A typical command you can import looks like this:
curl -X POST 'https://api.example.com/v1/users' \
-H 'Content-Type: application/json' \
-H 'Authorization: Bearer abc123' \
-d '{"name":"Ada","role":"admin"}'
Naming and saving requests
Every request has a name shown in the editor's title. Tap the title to rename it. When you finish editing, HTTPBot saves your changes; if you try to close with unsaved edits, it asks whether to Save or Discard them.
A request can be saved on its own — where it shows up in the Requests list — or inside a Collection, which is how HTTPBot groups related requests together (and how it syncs them).

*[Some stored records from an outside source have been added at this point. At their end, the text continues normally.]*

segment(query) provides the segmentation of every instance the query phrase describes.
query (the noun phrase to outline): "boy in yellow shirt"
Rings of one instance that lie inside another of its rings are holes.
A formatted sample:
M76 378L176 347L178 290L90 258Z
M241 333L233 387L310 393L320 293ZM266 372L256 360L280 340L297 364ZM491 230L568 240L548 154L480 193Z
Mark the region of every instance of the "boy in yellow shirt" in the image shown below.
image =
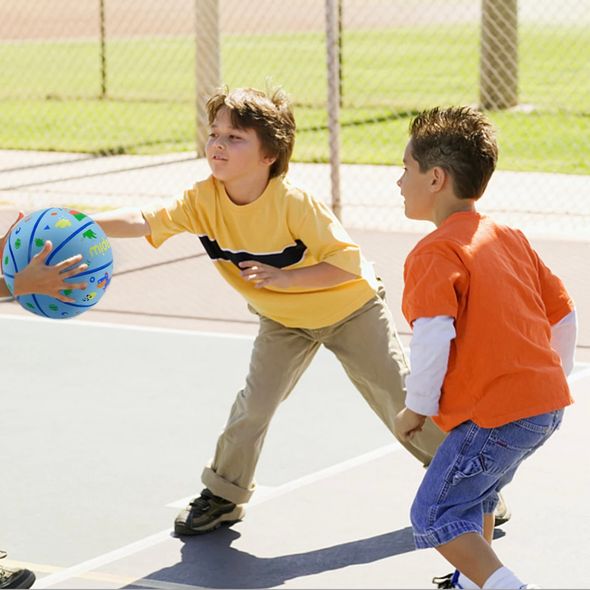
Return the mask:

For more on organizing, importing, and sending requests from collections, see Collections.
The number of requests you can save is unlimited with HTTPBot Pro. PRO Without Pro you can keep up to 5 saved requests.
Where to go next
A request also has a Tests section — assertions checked automatically after each response. See Tests.
Once you've built a request, tap Send and review the result on the response screen. See Viewing Responses.